Media Consumption Reports

5. The Rise of Customer Data Platforms 

Customer data platforms are one-stop solutions to customer relationship management problems. They help enterprises combine data from multiple sources:

  • Customers themselves, 
  • Relevant third parties, 
  • Internal sources and 
  • External sources. 

CDPs provide sound data on which analytics can be performed. These analytics then help organizations sharpen their marketing strategies and sales plans. 

CDPs further enable organizations to understand the motives of individual customers and clusters. They allow them to track and determine different buying journeys that result in the sale of the same products. 

Such technology thus gives enterprises unprecedented long-term insights into their marketing ROIs. It also helps them take an agile approach and tweak their marketing strategies on the go. 

6. Harnessing the Power of Influencer Marketing

The rise of TikTok captures the power of influencer marketing. The same is true of Instagram’s influencer network. In fact, more than half of social media users rely on influencers for product recommendations. 

Performance branding insists that organizations incorporate influencer marketing. It asks organizations to curate a wide network of influencers and reliable marketing agencies to create user-centric selling experiences. 

Conclusion

As we have seen, performance branding throws open the concept of the sales funnel. 

It moves beyond the traditional perception of marketing and helps enterprises create agile marketing campaigns. It gives campaigns a dual purpose. All performance branding campaigns are designed to inspire confidence in customers and trigger a buying decision, either in the long term or the short term. 

At Lean Summits, we specialize in helping you craft a strategy suited to your growth journey and your customers’ buying journeys. 

Our aim is to help you reimagine and reconceptualize the sales funnel. Our experienced consultants are experts who will help you craft your own funnel from top to bottom. 

From what tools to invest in, to what factors to include in creating identity graphs, we can help you with every aspect of performance branding. 


The Lean Summits approach offers you end-to-end performance branding services. Collaborate with us, and together, let us help you conquer the peak of your industry’s mountain. 

Schedule a complimentary performance branding consultation, or learn more about our growth marketing capabilities. 

FAQ

  1. What is Performance Branding? 

Performance branding is a marketing strategy that combines the attributes of brand marketing and performance marketing into a unified approach. It requires an enterprise to strengthen its funnel-based approach to marketing, extending it to pre-sale, during-sale and after-sale engagement to increase revenue and earn customer loyalty. 

  1. What are the elements of Performance Branding? 

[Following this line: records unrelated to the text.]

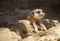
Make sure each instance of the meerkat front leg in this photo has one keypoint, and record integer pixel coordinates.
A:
(35, 27)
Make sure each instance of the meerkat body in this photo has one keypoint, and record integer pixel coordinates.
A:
(35, 16)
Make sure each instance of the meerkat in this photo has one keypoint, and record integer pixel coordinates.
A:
(34, 16)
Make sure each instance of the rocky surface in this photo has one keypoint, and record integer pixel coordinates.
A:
(7, 35)
(13, 27)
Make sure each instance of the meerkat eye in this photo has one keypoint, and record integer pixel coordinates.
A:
(38, 12)
(32, 13)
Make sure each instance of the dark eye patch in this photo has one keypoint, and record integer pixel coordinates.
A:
(38, 12)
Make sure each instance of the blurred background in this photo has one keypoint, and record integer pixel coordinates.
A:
(51, 7)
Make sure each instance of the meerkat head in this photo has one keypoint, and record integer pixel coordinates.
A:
(37, 14)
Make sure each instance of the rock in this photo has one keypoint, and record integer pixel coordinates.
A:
(26, 24)
(7, 35)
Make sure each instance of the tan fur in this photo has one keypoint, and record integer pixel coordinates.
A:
(38, 15)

Performance branding combines different elements of brand building and performance marketing. Its main elements include rigorous SEO, consistent content marketing, GTM-based models, email marketing and networking. It is the new way of driving marketing ROI.

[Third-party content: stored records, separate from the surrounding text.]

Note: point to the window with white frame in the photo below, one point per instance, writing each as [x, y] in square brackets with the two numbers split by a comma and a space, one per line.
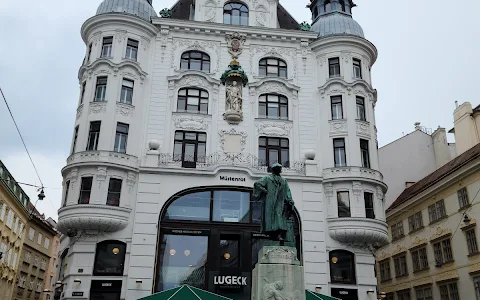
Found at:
[31, 234]
[132, 49]
[47, 243]
[449, 291]
[126, 94]
[471, 241]
[437, 211]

  1. How can Lean Summits help me develop a Performance Branding Strategy? 

At LSS, we specialize in helping you craft marketing strategies designed to take you to the top of your industry’s summit. We understand your growth journey, business model and organizational objectives to suggest short and long-term strategies for performance branding. We also help you strike a balance between marketing your brand and your services without compromising on either. 

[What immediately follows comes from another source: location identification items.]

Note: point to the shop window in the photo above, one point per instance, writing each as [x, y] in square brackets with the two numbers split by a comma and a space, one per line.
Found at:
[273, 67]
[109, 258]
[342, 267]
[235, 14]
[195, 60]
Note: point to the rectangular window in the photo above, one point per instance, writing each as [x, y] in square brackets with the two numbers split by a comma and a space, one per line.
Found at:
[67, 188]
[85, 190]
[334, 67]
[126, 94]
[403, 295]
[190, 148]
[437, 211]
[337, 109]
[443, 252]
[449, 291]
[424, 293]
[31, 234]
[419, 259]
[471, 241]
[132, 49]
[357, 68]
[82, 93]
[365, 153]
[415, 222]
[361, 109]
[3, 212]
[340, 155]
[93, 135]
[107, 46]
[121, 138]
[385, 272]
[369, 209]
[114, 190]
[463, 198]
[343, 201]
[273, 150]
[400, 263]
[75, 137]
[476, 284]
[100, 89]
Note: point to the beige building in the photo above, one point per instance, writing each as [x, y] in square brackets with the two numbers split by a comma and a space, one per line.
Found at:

  1. What investment does Performance Branding require? 

Performance branding requires investments in two major things. First, in the planning phase, where we audit your existing marketing strategies and devise a series of tactics to incorporate them into a performance branding plan. Second, it requires you to invest in a customer data platform that can help you create customer profiles, analyze consumer data and manage the buying journeys of individual customers or customer profiles.